Picture the scene: at the United Nations, a coalition of 54 nations, their delegates resplendent in dashikis and diplomatic frowns, presented a document thicker than a Whitehall budget report. It outlines centuries of abductions, brutality, and economic exploitation. It details how the British Empire, that grand architect of globalisation before it became a buzzword, shipped millions of souls across the Atlantic like cargo. It points fingers at the Liverpool merchants who built fortunes on human misery. It names names.
And what does Britain do? Whitehall mandarins, their faces as inscrutable as a poker player's, mumbled something about 'acknowledging historical pain' through their monocles. The Prime Minister, likely rehearsing lines about 'shared heritage' and 'multi-ethnic Britain', has so far kept his mouth buttoned. Meanwhile, historians point out that this isn't a new request. Remember the 2001 Durban Conference? The CARICOM Reparations Commission Form 2013? The endless petitions? Yet Britain's response remains as consistent as a London bus timetable: non-committal and late.
But here is the real absurdity. The very concept of an apology for slavery is treated with the same gravity as a parking ticket appeal. 'What's done is done,' they say. 'Let's look forward.' Meanwhile, the beneficiaries of that wealth still sit in boardrooms, their surnames etched on buildings and their trust funds untouched by reparations. The average black Briton is five times more likely to be unemployed than their white counterpart. The wealth gap yawns like the Marianas Trench. But sure, an apology is just a word.
Yet the coalition persists. They point to Germany's apology for the Herero genocide. They cite the US Congress's apology for Japanese internment. They note that even the Church of England apologised for its role in slavery. But Britain, the mother of parliaments, the home of Magna Carta, cannot muster a simple 'we are sorry' without a libel lawyer present.
Perhaps the real reason is fear. Fear that once the apology is uttered, the dam breaks. Reparations follow. Statues fall. History books are rewritten. And then what? We would have to confront the fact that the British pound sterling is soaked in centuries of blood. That the Industrial Revolution was fuelled by cotton picked by slaves. That the foundations of modern finance rest on the bones of the enslaved.

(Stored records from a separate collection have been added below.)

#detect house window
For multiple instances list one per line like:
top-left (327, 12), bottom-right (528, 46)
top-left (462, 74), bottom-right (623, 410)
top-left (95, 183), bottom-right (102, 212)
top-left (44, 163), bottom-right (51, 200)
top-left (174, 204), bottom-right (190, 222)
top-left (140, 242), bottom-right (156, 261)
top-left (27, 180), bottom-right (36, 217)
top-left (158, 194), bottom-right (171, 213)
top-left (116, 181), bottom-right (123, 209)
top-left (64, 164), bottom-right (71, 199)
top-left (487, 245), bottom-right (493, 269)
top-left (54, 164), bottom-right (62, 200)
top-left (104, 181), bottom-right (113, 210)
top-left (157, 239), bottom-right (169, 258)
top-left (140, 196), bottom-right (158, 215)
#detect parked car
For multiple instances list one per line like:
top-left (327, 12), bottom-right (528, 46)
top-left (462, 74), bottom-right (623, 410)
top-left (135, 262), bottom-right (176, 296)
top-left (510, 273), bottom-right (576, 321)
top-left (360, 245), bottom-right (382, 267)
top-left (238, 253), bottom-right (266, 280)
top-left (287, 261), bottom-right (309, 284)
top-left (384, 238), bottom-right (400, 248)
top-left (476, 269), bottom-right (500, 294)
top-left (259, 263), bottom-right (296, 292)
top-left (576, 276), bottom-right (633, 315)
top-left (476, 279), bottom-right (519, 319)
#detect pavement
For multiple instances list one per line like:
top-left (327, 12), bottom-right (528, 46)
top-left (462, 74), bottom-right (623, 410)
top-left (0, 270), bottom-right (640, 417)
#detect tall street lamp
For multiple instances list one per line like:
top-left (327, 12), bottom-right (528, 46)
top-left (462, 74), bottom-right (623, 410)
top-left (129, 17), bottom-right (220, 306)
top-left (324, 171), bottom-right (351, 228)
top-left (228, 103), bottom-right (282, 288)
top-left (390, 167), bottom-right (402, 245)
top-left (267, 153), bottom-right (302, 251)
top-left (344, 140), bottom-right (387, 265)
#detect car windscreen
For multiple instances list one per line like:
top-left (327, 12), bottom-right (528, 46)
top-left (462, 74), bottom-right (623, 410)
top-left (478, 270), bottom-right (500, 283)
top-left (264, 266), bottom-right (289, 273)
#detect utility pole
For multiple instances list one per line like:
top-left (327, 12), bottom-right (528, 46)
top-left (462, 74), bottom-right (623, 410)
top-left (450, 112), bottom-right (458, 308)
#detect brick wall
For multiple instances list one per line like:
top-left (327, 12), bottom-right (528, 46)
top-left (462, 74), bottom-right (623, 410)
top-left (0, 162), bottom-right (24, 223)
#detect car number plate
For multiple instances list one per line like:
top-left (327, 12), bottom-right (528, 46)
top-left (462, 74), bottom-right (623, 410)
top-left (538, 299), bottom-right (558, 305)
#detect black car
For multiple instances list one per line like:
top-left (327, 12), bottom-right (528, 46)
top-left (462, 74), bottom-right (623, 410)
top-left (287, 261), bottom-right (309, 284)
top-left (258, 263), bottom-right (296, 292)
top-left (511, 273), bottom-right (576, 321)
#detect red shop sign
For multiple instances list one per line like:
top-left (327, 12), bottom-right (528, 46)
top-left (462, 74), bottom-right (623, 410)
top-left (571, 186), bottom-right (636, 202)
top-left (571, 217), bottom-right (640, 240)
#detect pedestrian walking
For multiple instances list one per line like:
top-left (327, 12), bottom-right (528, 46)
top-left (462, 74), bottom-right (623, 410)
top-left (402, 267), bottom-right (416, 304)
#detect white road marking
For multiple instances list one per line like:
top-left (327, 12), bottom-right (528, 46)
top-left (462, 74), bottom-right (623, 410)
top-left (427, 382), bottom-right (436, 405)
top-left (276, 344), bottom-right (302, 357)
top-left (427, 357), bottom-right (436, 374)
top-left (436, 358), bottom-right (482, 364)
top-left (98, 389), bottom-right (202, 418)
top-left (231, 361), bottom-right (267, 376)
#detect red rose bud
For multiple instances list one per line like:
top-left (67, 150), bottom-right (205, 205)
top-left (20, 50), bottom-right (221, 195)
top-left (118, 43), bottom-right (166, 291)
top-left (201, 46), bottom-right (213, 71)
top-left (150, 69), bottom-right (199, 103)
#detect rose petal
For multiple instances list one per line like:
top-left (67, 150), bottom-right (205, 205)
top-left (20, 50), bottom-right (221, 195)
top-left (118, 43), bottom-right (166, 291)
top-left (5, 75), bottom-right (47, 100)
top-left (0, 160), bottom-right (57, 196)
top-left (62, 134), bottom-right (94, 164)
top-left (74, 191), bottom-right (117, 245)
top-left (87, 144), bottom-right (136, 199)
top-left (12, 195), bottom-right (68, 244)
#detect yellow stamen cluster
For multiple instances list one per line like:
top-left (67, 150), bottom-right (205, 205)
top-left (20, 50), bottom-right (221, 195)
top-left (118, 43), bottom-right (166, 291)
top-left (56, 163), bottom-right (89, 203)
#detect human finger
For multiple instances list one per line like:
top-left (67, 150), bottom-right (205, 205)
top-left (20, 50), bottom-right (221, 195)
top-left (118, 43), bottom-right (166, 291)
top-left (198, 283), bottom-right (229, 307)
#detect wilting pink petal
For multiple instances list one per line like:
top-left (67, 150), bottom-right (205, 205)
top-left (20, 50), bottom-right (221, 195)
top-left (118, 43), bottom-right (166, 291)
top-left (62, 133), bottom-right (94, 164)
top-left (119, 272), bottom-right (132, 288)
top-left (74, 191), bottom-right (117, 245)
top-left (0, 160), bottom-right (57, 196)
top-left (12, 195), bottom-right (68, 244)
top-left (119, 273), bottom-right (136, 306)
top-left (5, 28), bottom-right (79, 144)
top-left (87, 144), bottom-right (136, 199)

But let's be honest: the nations demanding this apology know the score. They know that an apology, in isolation, changes nothing. It is a symbol. But symbols matter. They're the first step in the long march towards justice. Or as a diplomat from Barbados put it, 'We want to hear the words. Then we can decide whether to accept them. Or not.'
So here we are, in 2025, watching a spectacle as old as empire itself: the colonised demanding restitution from the coloniser. And the coloniser, caught between guilt and greed, does the only thing it knows: it stalls. It forms a committee. It issues a statement. It pours another gin and tonic and hopes the whole thing blows over.